Development of Fort DuPont in *Delaware City* is taking place on the western side of the base. Officers' quarters are being renovated, and new houses will go up where an abandoned, unhistoric medical center once stood.


----------



## xzmattzx (Dec 24, 2004)

November 26

Outbuildings along Ashland Clinton School Road in *Ashland*.


----------



## xzmattzx (Dec 24, 2004)

November 26

Some of the rowhouses in *New Castle* still have the old marble street markers embedded in the brick walls.


----------



## xzmattzx (Dec 24, 2004)

November 27

Houses on Bedford Street in *Georgetown*.


----------



## xzmattzx (Dec 24, 2004)

November 28

A building on Main Street in *Odessa*.


----------



## xzmattzx (Dec 24, 2004)

November 29

A house on Mansion House Road in *Pencader Hundred*.


----------



## xzmattzx (Dec 24, 2004)

November 30

A house on Market Street in *Greenwood*.


----------



## xzmattzx (Dec 24, 2004)

December 1

Dead Presidents Pub, on Union Street in *Wilmington*. With the passing of former President George Bush on Friday, the pub toasted his life, and has plans for a tribute to him Wednesday night and Thursday during the day.


----------



## xzmattzx (Dec 24, 2004)

December 2

A house on Center Street in *Harrington*.


----------



## xzmattzx (Dec 24, 2004)

December 3

Happy Hanukkah from Beth Emeth Synagogue, on Lea Boulevard in *Wilmington*! The synagogue was built in 1954 in the International style, and is the home to Wilmington's first Jewish reform congregation, which was originally located on Washington Street.


----------



## xzmattzx (Dec 24, 2004)

December 4

The North Star House, at North Star Road and Neptune Drive in *North Star*. The house was built in 1723, and was the home of Joseph Biden when he was elected a U.S. Senator in 1972. Biden, who later became Vice President, sold the house in 1975. The house was also the home of T. Coleman duPont, who was once the chief executive of the DuPont Company.


----------



## xzmattzx (Dec 24, 2004)

December 23

Another house worth stopping at to observe the Christmas light decorations is this house on Prior Road in *Brandywine Hundred*.


----------



## xzmattzx (Dec 24, 2004)

December 24

Arguably the greatest Christmas light display in Delaware is the Christmas Light House, on Red Lion Road in *Red Lion*. So magnificent is the display every year, that the driveway of the house was given the name Santa Claus Lane by the state, and the homeowner is the official Santa Claus of Delaware.


----------



## xzmattzx (Dec 24, 2004)

December 25

Merry Christmas from St.

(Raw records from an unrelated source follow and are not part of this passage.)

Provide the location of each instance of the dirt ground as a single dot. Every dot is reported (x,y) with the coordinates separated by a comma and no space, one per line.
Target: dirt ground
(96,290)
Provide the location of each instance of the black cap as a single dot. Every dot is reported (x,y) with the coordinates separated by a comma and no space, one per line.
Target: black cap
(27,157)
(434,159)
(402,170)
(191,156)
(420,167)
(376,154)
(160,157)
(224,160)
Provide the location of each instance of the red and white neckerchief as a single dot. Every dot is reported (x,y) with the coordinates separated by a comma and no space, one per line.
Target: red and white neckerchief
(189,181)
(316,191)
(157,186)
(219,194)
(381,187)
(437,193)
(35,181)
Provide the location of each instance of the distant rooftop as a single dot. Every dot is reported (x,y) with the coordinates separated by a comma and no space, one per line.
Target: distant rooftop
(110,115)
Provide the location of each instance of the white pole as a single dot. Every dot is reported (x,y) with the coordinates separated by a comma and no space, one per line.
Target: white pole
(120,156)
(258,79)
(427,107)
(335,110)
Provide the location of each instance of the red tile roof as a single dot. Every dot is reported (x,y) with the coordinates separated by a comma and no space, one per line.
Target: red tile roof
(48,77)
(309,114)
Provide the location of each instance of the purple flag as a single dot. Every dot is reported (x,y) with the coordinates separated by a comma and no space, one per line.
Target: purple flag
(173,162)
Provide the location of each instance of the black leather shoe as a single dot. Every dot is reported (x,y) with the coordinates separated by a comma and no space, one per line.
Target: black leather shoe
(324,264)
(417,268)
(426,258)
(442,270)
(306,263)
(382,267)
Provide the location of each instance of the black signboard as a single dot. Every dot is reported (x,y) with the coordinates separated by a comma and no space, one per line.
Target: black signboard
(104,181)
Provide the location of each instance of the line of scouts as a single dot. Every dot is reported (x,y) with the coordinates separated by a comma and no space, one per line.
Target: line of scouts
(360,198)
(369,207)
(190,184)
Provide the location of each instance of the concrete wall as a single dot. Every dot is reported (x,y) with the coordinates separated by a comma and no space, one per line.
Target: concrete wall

Peter's Cathedral in *Wilmington*!


----------



## xzmattzx (Dec 24, 2004)

December 26

The Wilson-Warner House, on Main Street in *Odessa*. The house was built in 1769, and in 1924 became the first historic house in Delaware to be opened up to the public.


----------



## xzmattzx (Dec 24, 2004)

December 27

The Meeteer House, on Kirkwood Highway in *Mill Creek Hundred*. The house was built in 1828, and is now used as a funeral parlor.


----------



## xzmattzx (Dec 24, 2004)

December 28

The Frederica Town Hall, on David Street in *Frederica*. The structure was built in 1936.


----------



## xzmattzx (Dec 24, 2004)

December 29

Decorations on a house on The Strand in *New Castle*.


----------



## xzmattzx (Dec 24, 2004)

December 30

Looking down Market Street in *Wilmington*.


----------



## xzmattzx (Dec 24, 2004)

December 31

The top of the *Wilmington* skyline can be seen from the observation deck at One Liberty Place all the way in Philadelphia.


----------



## xzmattzx (Dec 24, 2004)

January 1

This monument along Delmar Road in *Little Creek Hundred* marks where the Mason-Dixon Line meets the Transpeninsular Line, to mark the very southwest corner of Delaware.


----------



## xzmattzx (Dec 24, 2004)

January 2

A duplex on Old Baltimore Pike in *Christiana*.


----------



## xzmattzx (Dec 24, 2004)

January 3

Mixed-use construction on Pennsylvania Avenue in *Wilmington*.


----------



## Yellow Fever (Jan 3, 2008)

xzmattzx said:


> December 30
> 
> Looking down Market Street in *Wilmington*.


Nice shot, use the tripod would get an even better result.


----------



## xzmattzx (Dec 24, 2004)

January 4

Houses on Ohio Avenue in *Elsmere*.












Yellow Fever said:


> Nice shot, use the tripod would get an even better result.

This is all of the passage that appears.